Et vous êtes fondateur de la chaire Économie du Climat de l'Université Paris-Dauphine. On vous doit notamment Climat 30 mots pour comprendre et agir aux éditions de Buck. Et justement, nous abordions cette question, Christian Depertuis, puisque cette crise, elle pose évidemment un problème pour les ménages, elle pose un problème au niveau des finances nationales, mais elle pose aussi probablement un problème en termes de climat, puisqu'elle l'oblige ou elle pourrait inciter à remettre à plus tard un certain nombre de réformes structurelles qui permettraient de décarboner notre énergie.

19:43
Invité

Oui, elle peut aussi inciter à accélérer ses réformes. Nous vous écoutons dans ce contexte-là. Absolument, absolument. Alors, le premier point, c'est que cette crise, elle a différents volets et elle a un volet spécifiquement français qui correspond au fait que nous n'avons pas du tout suffisamment investi dans les énergies renouvelables et pas du tout suffisamment investi dans l'entretien du parc nucléaire existant. Ce qui fait que du côté de l'offre, on va avoir une situation extrêmement tendue sur l'offre d'électricité.

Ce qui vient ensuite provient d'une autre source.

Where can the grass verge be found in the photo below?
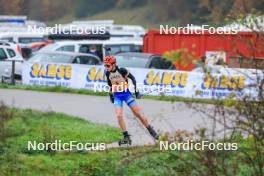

L'hiver va être difficile à passer, mais il y aura après, sur une perte de moyen terme, une question de comment produire massivement de l'électricité décarbonée, car c'est ça vraiment un enjeu majeur sur le climat. De ce point de vue, le gouvernement agit à court terme avec un peu des rustines qu'il faut mettre partout. Les rustines qu'il faut mettre partout, elles concernent beaucoup la demande. Et il y a un appel général à la sobriété. Cette sobriété, voyez-vous, lorsqu'on regarde les scénarios de décarbonation à long terme, on voit qu'elle est indispensable. Mais il ne s'agit pas d'une sobriété qui est une sobriété pour passer quelques mois.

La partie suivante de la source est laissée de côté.